Children’s Advocate, Mary Clarke, has called for speedier finalisation of the Evidence Amendment Bill, to allow video-recorded statements from victims, particularly in child sexual abuse cases, to be used as evidence in the courts.
She contended that the procedures involved in these cases have to be made easier for child abuse victims, to ensure that they are not re-traumatised in the process.
“We, as adults and duty bearers, owe it to our children…to make it easier for them to report; to make it easier for them to go through the criminal justice system; to lay the ground work so firmly that perpetrators will be convicted and justice will be served,” she said.
She was speaking at the launch of a multi-agency model of child protection workshop at the Knutsford Court Hotel, New Kingston, Tuesday (October 12).
Mrs. Clarke noted that the Office of the Children’s Advocate (OCA) and other stakeholders have been working towards improving the mechanisms for reporting, investigating and handling child abuse cases, especially sexual abuse.
The workshop represented the third and final phase of a project to develop a multi-agency model of child protection. This approach would aid in simplifying the process in child abuse cases, where all the individuals and agencies would cater to the child, in one instance.
British High Commissioner, His Excellency Howard Drake, listens to a point from Director of the Family and Parenting Centre in Montego Bay, St. James, Dr. Beverley Scott, before the start of a workshop aimed at developing a multi-agency model for child protection, held on Tuesday (Oct. 12) at the Knutsford Court Hotel in Kingston.
To be held over a four-day period, October 12-15, the workshop is aimed at establishing a multi-agency response team for investigating child abuse, mainly sexual abuse; producing a manual and operating protocols for the multi-agency team; as well as providing guidelines and training for implementation of video-recorded child witness testimony, among other procedures.

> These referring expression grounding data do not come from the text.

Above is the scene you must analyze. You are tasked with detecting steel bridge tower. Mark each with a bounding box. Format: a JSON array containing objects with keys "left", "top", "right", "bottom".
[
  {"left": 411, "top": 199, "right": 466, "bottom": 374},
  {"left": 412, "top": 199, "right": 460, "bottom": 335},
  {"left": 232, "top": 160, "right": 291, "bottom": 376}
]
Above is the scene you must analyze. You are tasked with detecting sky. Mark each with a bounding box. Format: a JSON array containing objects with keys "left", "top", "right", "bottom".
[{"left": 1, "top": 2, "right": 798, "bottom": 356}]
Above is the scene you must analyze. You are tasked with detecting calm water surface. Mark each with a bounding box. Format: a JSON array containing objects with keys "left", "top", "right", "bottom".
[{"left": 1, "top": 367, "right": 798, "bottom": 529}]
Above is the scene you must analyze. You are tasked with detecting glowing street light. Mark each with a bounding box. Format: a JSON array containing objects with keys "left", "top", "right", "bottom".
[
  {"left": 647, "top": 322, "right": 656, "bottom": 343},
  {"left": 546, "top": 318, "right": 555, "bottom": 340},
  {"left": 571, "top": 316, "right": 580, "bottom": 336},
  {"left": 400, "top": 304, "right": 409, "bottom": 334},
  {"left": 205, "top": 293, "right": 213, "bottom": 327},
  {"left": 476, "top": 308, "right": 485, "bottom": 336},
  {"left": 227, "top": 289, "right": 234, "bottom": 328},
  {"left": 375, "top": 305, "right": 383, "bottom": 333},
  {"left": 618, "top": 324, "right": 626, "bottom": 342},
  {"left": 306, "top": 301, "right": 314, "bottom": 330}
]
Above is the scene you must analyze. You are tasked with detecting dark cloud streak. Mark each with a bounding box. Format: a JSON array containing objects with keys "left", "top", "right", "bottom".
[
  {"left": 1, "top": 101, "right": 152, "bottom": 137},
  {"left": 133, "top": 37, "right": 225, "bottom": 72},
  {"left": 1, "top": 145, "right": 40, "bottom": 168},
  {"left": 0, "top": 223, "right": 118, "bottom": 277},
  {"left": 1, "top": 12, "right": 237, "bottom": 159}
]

The project is being co-ordinated by a team of persons drawn from the OCA, the Jamaica Constabulary Force (JCF), the Child Development Agency (CDA) and the Family and Parenting Centre. The Centre is managing the project with funding from the British High Commission.
For this phase of the project, the Commission is providing $9 million, bringing the total sum provided since the start of the project to $19 million.
British High Commissioner, His Excellency Howard Drake, said he was delighted to be able to continue to support the project, adding that it is “absolutely, fundamentally important to the future well being of this country.”